Told  /  Book Review

How “Antisemitism” Became a Weapon of the Right

At a time when allegations of antisemitism are rampant and often incoherent, historian Mark Mazower offers a helpfully lucid history of the term.

Here, Mazower turns to Jew-hatred in the Arab world, which he argues emerged largely from the transformation of Palestine into Israel. Sometimes, the fury this unleashed transmuted into what he calls “conspiratorial antisemitism,” as it did in the United States—The Protocols of the Elders of Zion gained traction in both parts of the world as their Jewish populations grew. But more often, it was rooted in anti-colonial anger or hostility over land. Mazower does not consider those sentiments antisemitic, even if they have turned some people who feel them into antisemites. Interestingly, he demonstrates that David Ben-Gurion, Israel’s founding prime minister, did not understand Arab hatred of Israel as inherently antisemitic either. Mazower quotes Ben-Gurion telling a colleague in 1956, “If I was an Arab leader, I would never make terms with Israel…. There has been antisemitism, the Nazis, Hitler, Auschwitz, but was that their fault? They see only one thing: we have come here and stolen their country.”

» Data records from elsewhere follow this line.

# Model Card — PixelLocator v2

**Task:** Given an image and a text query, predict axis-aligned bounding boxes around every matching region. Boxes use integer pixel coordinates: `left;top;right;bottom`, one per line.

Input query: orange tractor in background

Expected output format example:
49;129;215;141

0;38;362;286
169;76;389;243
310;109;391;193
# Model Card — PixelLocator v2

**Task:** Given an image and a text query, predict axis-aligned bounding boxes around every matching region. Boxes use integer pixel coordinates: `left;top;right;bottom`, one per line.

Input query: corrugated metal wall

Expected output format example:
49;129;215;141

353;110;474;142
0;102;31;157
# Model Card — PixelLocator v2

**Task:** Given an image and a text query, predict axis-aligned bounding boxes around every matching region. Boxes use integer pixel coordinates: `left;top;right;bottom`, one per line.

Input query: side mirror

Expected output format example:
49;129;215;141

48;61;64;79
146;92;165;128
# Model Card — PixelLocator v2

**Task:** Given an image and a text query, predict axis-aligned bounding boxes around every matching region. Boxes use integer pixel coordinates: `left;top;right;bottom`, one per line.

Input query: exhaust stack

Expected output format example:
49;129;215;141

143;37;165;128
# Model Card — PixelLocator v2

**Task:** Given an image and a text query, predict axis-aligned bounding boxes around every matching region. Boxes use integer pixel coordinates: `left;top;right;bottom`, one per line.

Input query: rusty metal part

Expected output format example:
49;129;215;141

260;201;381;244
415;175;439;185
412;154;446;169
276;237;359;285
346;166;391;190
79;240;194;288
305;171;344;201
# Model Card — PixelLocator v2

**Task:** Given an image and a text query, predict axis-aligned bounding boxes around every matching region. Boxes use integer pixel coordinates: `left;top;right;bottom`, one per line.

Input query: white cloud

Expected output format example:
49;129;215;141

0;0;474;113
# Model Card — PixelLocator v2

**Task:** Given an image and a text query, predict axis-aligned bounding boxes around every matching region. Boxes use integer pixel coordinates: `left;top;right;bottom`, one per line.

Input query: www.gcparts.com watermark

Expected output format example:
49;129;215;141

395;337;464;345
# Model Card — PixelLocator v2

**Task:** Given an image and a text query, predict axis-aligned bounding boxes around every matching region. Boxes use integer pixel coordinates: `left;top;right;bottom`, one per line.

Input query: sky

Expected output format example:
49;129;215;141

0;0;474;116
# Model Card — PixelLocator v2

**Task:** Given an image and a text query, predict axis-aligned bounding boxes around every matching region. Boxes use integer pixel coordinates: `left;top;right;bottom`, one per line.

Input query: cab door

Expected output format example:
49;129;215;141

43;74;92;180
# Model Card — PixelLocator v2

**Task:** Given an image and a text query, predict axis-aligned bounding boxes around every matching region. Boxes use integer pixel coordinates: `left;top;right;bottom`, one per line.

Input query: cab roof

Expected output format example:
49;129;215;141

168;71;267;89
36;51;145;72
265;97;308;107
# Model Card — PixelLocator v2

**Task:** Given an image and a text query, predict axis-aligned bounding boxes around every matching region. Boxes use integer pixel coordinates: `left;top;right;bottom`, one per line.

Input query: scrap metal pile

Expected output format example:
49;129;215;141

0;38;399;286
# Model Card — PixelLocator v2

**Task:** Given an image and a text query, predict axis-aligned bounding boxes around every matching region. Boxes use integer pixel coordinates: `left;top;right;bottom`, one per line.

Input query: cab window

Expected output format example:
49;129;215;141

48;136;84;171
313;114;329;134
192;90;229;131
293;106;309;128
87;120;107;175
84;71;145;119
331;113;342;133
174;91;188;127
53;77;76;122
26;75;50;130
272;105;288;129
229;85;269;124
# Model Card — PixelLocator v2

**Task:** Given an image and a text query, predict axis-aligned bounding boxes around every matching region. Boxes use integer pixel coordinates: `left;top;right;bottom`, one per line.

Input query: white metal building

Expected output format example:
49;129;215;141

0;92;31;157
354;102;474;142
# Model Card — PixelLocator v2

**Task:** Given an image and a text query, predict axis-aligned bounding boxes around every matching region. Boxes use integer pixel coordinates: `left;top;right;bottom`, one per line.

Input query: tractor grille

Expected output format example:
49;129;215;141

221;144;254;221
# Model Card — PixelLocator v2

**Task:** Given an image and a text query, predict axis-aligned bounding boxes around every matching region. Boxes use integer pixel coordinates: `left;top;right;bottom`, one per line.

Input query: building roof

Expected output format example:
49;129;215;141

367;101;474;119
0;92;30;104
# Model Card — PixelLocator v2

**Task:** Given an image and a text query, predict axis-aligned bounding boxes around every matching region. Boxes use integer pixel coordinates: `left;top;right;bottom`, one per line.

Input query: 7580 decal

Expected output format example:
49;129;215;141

And yet in public, Ben-Gurion cast Israel’s Arab enemies as the new Nazis, their dislike of Jews as a new form of the unique and timeless hatred that had dogged the Jewish people for all time. He did not distinguish between different forms of Arab objection to Israel’s existence or policy; nor did he distinguish between different Arab and Muslim nations’ objections. Mazower doesn’t either, since his main interest is tracking the transformation of Ben-Gurion’s rhetoric into an official stance taken by the Israeli state. By the mid-’70s, Israel was describing all its opponents as antisemites and all public opposition to its behavior as antisemitism.

Mazower presents this stance as, to some degree, a defensive one. Even as Israeli leaders called Arab leaders such as Egypt’s Gamal Abdel Nasser the heirs to Hitler, Arab nationalists “traced a connection between Nazi racism and Zionism [and] consistently argued that Palestine should not be asked to pay the price for Nazi anti-Jewish persecution.” In 1975, the year after the Palestine Liberation Organization’s Yasser Arafat first addressed the U.N. General Assembly, that body adopted a resolution describing Zionism as racism and analogizing it to South African apartheid. In Mazower’s estimation, “racism” and “apartheid” are words as weaponized as “antisemitism”; by insisting its opponents were antisemites, then, Israel was fighting fire with fire.